While there was a certain amount of clamour around 3D – not least because James Cameron was in town – there is no doubt that IBC’s hottest topic this year was multi-screening.

While there was a certain amount of clamour around 3D – not least because James Cameron was in town – there is no doubt that IBC’s hottest topic this year was multi-screening. No-one can argue about the consumer demand, because it is happening already: we are all using laptops, smartphones or iPads while watching television.
 The debate came around how we can make money out of it. For keynote speaker Joanna Shields of Facebook it was all about building brands. Grown-up cartoon show Family Guy has close to 40 million fans on Facebook. Motoring show Top Gear’s website gets a third of its hits as links from its Facebook page.
 Perhaps the most interesting point Shields made was that Facebook is working with Mediaset on a “social EPG”, a new way to drive discovery of content through recommendations from like-minded people. “We are shifting from the wisdom of crowds to the wisdom of friends,” she said.
 Fru Hazlitt of ITV in the UK called for more ingenuity in the way that second screen content is developed. “It’s about taking the power of the traditional and combining it with the power of the new,” she said.
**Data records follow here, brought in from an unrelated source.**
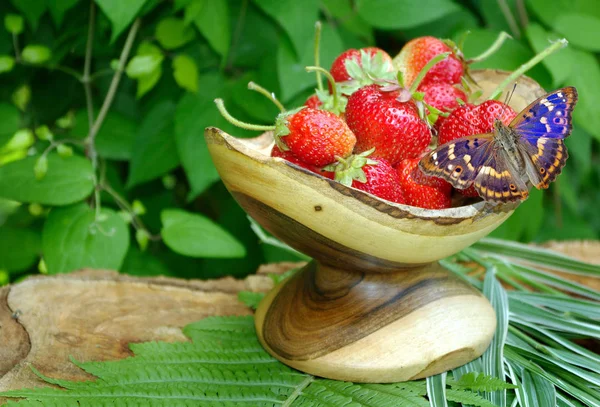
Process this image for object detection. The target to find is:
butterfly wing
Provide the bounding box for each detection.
[509,87,577,140]
[510,87,577,189]
[419,133,494,189]
[419,134,529,203]
[518,137,569,189]
[473,148,529,203]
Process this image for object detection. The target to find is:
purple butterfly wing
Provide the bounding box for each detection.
[510,87,577,145]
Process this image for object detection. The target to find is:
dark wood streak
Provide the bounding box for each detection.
[230,190,419,272]
[262,261,480,360]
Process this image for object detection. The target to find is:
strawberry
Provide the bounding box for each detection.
[329,47,393,86]
[274,107,356,167]
[324,150,404,204]
[271,145,333,179]
[418,82,467,130]
[438,100,517,145]
[397,158,452,209]
[438,100,517,198]
[346,85,431,166]
[394,37,464,86]
[304,95,323,109]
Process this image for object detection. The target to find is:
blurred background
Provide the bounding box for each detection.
[0,0,600,285]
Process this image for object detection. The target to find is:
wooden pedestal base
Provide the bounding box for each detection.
[256,261,496,383]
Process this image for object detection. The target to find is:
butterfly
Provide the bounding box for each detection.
[419,87,577,203]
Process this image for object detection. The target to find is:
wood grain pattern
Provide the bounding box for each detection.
[262,262,479,360]
[256,262,496,383]
[205,71,544,382]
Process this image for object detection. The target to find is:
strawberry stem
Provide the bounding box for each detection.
[248,82,285,112]
[488,38,569,100]
[215,99,275,131]
[304,66,340,110]
[408,52,451,94]
[466,31,512,64]
[315,21,323,92]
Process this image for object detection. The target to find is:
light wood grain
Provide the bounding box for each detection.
[256,262,496,383]
[205,70,545,382]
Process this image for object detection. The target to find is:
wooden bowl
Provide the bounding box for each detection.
[205,71,545,382]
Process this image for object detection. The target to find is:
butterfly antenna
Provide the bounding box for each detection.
[496,82,517,120]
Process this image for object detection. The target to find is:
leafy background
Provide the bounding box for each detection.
[0,0,600,285]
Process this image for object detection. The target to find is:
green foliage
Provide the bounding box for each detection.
[447,372,517,392]
[0,0,600,284]
[1,317,490,407]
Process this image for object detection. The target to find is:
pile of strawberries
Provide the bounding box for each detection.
[218,37,516,209]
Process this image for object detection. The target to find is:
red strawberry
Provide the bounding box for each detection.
[438,100,517,145]
[304,95,323,109]
[394,37,464,87]
[419,82,467,129]
[397,158,452,209]
[275,107,356,167]
[346,85,431,165]
[329,47,393,86]
[271,145,333,179]
[324,150,404,204]
[438,100,517,198]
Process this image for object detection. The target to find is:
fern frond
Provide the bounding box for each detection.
[1,317,428,407]
[446,389,497,407]
[446,372,517,391]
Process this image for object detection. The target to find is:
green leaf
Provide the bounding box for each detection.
[0,103,21,146]
[173,55,198,93]
[95,0,148,42]
[154,17,196,49]
[0,226,42,272]
[522,370,556,407]
[427,372,448,407]
[69,110,137,160]
[277,24,344,102]
[0,55,15,73]
[185,0,231,58]
[120,245,173,276]
[553,14,600,51]
[255,0,318,56]
[481,268,509,407]
[4,14,24,35]
[447,372,516,391]
[473,238,600,277]
[160,209,246,258]
[42,203,129,274]
[238,291,265,309]
[125,54,164,79]
[11,85,31,112]
[356,0,460,30]
[322,0,375,44]
[0,153,94,205]
[175,73,226,199]
[127,100,179,188]
[10,0,47,31]
[0,316,429,407]
[21,45,52,64]
[525,23,572,86]
[136,65,162,99]
[569,50,600,141]
[446,389,497,407]
[47,0,79,27]
[33,155,48,181]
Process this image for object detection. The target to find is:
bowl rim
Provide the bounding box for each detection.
[205,126,518,224]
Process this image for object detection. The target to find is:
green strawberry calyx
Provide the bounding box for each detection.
[323,147,379,187]
[273,106,306,151]
[340,49,396,95]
 But it does call for innovative thinking. Evan Krauss of Shazam admitted that simple behind the scenes additional content “is a bit lame… there are a lot more interesting deals to be done.” He also said that TV networks tend to be “slow and uncreative,” adding that most advertisers are reluctant to spend money yet on second screen applications.For broadcasters and media companies, then, the message is clear.

We have to be ready to deliver interesting and immersive content to multiple screens to retain control of the audience. But as no-one has yet worked out what that content needs to be if it is going to make money, we have to be prepared for the unknown.